Let $(\mathbb{R}^n,\mathcal{B}(\mathbb{R}^n),dx)$ be the ordinary measure space and $w:\mathbb{R}^n\to [0,\infty)$ be a measurable function. Define $\mu$ by $$ \mu(A)=\int_{A}w(x)dx, \qquad A\in \mathcal{B}(\mathbb{R}^n). $$ Does measure $\mu$ become a Radon measure or at least Borel regular measure?
Definition of Radon measure: https://en.wikipedia.org/wiki/Radon_measure
Definition of Borel regular measure: https://en.wikipedia.org/wiki/Borel_regular_measure
The measure $\mu$ will not be generally a Radon measure unless $w$ is locally integrable. For example, if you take $w(x)=|x|^{-n}$ (with $w(0)=0$), the measure will fail to be locally finite at the origin and is therefore not Radon.
It might be convenient to consider truncated weights $w_k(x)=\min(k,w(x))$ and the corresponding measures $\mu_k$. Then each $w_k$ is locally integrable, each $\mu_k$ is Radon, and $\lim_{k\to\infty}\mu_k(A)=\mu(A)$ for every Borel set $A$.

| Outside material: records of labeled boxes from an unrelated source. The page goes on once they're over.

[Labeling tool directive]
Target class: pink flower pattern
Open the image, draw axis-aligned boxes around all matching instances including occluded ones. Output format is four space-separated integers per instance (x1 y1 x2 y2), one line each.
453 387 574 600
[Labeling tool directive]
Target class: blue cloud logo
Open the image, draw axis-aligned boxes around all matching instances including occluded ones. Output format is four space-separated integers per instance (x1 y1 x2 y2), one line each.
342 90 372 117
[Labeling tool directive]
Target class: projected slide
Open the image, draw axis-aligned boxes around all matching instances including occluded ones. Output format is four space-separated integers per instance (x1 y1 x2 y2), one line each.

Borel regularity (as defined on the page you link to) is a property of outer measures. You defined the measure $\mu$ on the Borel $\sigma$-algebra, so the both the Borel property and the regularity property are satisfied trivially.
It makes more sense to ask whether the measure $\mu$ is inner and outer regular. It is a Borel measure by construction. If $w$ is the indicator function of a measurable set, then $\mu$ is is inner and outer regular. This applies also when $w$ is a simple function. Inner regularity for general measurable $w$ follows from standard arguments. I don't immediately see whether $\mu$ is necessarily outer regular if $w$ is not locally integrable.